Question

If $ A $, $ B $, and $ C $ are mutually exclusive and exhaustive events of a random experiment such that $ P(B) = \frac{3}{2} P(A) $ and $ P(C) = \frac{1}{2} P(B) $, then $ P(A \cup C) $ equals to

• A. \( \frac{10}{13} \)
• B. \( \frac{3}{13} \)
• C. \( \frac{6}{13} \)
• D. \( \frac{7}{13} \)

Hint:

When events are mutually exclusive and exhaustive, you can calculate the total probability of their union by adding the probabilities of each event.

Answer 1

The Correct Option is D

We are given that \( A \), \( B \), and \( C \) are mutually exclusive and exhaustive events.
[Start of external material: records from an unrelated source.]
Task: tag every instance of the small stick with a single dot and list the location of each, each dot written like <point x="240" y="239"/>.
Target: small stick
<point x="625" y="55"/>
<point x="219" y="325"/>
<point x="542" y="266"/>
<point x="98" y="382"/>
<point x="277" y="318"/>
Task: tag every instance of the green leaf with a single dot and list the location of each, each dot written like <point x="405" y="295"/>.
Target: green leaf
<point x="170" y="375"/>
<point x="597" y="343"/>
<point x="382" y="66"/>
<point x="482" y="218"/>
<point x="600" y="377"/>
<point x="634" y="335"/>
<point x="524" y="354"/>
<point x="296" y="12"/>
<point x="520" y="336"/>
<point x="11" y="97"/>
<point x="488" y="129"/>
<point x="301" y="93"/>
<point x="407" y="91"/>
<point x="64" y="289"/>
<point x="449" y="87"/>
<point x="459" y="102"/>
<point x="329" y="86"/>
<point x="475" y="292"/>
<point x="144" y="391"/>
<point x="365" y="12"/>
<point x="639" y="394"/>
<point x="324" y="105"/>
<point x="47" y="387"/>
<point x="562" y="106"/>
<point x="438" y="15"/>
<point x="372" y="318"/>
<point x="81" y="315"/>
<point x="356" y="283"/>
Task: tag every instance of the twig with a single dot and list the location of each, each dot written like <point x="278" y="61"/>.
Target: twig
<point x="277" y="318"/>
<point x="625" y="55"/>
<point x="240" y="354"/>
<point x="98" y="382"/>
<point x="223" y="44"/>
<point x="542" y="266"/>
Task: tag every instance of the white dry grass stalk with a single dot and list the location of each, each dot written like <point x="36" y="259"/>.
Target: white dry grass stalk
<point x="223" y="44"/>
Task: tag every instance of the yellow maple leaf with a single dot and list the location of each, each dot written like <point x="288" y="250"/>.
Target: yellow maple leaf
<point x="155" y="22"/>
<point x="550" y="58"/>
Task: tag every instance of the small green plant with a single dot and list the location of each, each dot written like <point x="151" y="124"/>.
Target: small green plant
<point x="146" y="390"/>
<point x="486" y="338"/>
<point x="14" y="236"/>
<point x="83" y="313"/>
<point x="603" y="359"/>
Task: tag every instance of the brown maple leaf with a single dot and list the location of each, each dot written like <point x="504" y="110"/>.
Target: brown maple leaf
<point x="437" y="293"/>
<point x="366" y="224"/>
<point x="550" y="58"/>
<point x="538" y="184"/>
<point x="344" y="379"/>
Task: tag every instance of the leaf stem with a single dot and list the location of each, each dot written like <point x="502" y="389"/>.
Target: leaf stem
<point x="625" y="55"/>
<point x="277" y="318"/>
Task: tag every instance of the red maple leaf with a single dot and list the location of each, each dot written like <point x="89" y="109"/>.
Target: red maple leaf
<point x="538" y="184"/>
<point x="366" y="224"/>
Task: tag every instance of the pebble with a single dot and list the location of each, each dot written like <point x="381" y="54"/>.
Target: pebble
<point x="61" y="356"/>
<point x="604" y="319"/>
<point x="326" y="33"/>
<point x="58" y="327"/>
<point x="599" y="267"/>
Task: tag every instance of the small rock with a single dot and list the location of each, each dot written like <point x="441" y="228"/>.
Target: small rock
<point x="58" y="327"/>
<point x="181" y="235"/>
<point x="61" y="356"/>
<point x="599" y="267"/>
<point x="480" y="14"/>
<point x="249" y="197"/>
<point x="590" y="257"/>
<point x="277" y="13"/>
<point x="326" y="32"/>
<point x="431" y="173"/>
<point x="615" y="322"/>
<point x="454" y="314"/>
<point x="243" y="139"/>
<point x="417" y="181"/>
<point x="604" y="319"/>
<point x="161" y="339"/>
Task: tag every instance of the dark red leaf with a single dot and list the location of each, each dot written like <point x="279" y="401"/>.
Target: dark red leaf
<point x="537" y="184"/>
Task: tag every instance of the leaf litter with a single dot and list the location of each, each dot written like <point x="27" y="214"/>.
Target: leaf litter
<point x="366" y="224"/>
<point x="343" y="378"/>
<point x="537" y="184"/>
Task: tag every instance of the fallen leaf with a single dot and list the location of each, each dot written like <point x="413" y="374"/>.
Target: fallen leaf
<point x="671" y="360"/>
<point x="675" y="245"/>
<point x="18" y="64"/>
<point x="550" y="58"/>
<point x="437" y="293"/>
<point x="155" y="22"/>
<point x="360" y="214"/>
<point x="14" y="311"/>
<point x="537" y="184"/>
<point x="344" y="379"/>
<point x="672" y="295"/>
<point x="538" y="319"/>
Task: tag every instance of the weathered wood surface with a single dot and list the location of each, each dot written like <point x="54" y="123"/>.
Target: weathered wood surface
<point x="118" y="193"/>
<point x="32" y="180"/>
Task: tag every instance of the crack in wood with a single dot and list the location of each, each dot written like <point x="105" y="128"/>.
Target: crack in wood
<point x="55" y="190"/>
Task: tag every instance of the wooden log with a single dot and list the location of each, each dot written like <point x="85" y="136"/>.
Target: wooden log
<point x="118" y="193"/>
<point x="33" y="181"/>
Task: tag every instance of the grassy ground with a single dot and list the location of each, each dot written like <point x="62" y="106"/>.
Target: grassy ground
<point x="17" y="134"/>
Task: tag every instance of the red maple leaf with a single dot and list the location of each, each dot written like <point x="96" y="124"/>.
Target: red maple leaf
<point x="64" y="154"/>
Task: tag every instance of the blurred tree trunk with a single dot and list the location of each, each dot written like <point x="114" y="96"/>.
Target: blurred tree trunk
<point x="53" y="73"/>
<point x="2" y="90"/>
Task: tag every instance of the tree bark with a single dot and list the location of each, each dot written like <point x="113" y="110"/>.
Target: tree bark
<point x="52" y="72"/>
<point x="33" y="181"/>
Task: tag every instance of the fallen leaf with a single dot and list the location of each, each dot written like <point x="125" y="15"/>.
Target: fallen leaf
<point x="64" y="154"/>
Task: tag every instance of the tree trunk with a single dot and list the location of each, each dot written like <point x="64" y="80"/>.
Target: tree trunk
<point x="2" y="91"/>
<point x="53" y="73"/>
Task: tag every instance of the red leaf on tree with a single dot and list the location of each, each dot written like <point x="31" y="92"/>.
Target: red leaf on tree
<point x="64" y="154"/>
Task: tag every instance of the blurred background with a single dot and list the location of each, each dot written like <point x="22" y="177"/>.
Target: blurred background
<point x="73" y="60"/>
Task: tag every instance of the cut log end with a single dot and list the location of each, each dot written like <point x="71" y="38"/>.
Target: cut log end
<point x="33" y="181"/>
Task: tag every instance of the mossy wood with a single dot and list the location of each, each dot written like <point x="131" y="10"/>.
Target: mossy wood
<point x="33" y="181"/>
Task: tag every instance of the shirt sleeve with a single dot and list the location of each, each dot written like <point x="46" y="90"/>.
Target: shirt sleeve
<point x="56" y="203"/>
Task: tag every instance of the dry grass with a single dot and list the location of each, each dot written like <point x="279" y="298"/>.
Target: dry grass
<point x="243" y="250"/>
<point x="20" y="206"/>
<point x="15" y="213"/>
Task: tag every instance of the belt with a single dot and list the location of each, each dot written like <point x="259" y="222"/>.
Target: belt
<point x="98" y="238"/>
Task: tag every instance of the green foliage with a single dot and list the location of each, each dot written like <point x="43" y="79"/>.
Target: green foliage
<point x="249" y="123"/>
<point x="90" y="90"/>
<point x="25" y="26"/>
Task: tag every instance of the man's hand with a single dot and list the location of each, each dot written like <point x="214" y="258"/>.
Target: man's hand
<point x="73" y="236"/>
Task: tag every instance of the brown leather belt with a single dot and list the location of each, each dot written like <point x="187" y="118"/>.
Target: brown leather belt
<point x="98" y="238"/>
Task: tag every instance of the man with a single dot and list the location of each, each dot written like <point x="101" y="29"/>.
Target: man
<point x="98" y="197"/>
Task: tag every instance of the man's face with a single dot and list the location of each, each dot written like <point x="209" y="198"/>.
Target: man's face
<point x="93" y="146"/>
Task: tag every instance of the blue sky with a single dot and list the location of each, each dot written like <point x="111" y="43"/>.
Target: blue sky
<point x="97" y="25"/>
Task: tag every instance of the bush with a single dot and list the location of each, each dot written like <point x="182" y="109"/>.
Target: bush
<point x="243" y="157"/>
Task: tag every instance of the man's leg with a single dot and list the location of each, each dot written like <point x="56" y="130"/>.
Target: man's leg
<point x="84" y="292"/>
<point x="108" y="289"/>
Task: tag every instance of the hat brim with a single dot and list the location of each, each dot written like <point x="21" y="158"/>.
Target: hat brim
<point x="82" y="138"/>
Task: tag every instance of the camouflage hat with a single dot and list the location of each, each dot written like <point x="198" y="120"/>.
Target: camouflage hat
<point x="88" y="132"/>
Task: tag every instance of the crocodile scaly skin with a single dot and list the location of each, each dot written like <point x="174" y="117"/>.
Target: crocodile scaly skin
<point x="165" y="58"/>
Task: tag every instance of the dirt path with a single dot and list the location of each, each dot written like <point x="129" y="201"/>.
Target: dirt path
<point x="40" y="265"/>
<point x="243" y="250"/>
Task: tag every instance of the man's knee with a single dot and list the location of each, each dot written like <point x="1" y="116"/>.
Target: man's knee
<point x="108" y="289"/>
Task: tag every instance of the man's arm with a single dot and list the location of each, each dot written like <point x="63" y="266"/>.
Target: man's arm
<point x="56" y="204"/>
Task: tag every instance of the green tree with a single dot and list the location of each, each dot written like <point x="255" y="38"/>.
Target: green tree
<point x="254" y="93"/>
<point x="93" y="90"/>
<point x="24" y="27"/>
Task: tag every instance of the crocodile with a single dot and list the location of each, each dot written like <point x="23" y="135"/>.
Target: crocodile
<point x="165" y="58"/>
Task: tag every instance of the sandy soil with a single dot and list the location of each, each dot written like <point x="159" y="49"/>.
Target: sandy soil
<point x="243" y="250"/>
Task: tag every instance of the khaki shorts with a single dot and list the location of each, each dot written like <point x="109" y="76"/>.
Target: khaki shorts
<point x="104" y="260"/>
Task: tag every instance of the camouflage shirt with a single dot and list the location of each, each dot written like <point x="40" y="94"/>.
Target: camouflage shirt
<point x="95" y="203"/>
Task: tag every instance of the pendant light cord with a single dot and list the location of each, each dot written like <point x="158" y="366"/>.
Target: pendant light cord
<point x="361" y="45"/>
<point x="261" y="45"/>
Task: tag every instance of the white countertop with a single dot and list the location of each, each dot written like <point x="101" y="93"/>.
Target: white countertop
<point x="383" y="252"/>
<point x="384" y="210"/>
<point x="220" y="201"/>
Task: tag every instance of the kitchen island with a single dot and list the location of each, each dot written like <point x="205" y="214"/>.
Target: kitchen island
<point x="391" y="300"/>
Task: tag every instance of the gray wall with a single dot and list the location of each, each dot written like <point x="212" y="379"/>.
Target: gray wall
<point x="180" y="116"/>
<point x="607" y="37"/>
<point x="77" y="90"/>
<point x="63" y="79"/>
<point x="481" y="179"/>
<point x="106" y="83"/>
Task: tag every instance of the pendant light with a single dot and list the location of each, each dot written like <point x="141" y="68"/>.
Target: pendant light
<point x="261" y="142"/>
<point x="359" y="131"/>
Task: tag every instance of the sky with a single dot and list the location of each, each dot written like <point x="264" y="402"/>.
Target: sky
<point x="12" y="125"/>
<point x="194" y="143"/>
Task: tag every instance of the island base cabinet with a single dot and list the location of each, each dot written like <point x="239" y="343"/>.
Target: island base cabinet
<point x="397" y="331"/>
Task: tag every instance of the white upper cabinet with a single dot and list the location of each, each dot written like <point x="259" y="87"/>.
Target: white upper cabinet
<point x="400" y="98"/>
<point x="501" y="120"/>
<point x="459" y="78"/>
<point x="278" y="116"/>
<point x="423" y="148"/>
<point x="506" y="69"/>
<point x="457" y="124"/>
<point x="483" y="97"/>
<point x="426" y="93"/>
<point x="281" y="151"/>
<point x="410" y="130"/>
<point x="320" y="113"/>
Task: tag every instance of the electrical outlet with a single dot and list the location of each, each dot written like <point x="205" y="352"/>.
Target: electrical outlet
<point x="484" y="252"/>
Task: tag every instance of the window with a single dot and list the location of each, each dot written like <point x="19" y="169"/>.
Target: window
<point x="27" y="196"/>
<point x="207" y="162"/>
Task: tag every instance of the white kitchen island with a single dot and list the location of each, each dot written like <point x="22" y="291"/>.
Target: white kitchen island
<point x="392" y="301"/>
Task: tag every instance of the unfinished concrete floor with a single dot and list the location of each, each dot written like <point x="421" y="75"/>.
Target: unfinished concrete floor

This means: \[ P(A \cup B \cup C) = 1 \] The probability of the union of mutually exclusive events is simply the sum of their individual probabilities: \[ P(A \cup B \cup C) = P(A) + P(B) + P(C) \] We also know: \[ P(B) = \frac{3}{2} P(A) \] \[ P(C) = \frac{1}{2} P(B) \] Substitute \( P(B) \) into the equation for \( P(C) \): \[ P(C) = \frac{1}{2} \times \frac{3}{2} P(A) = \frac{3}{4} P(A) \] Now substitute \( P(B) = \frac{3}{2} P(A) \) and \( P(C) = \frac{3}{4} P(A) \) into the total probability equation: \[ 1 = P(A) + \frac{3}{2} P(A) + \frac{3}{4} P(A) \] Factor out \( P(A) \): \[ 1 = P(A) \left( 1 + \frac{3}{2} + \frac{3}{4} \right) \] Simplify the expression inside the parentheses: \[ 1 = P(A) \left( \frac{4}{4} + \frac{6}{4} + \frac{3}{4} \right) = P(A) \times \frac{13}{4} \] Solve for \( P(A) \): \[ P(A) = \frac{4}{13} \] Now, to find \( P(A \cup C) \), we use the formula for the union of mutually exclusive events: \[ P(A \cup C) = P(A) + P(C) \] Substitute the value of \( P(A) \) and \( P(C) \): \[ P(A \cup C) = \frac{4}{13} + \frac{3}{4} \times \frac{4}{13} \] Simplify: \[ P(A \cup C) = \frac{4}{13} + \frac{12}{52} = \frac{4}{13} + \frac{3}{13} = \frac{7}{13} \] Thus, the probability \( P(A \cup C) = \frac{7}{13} \).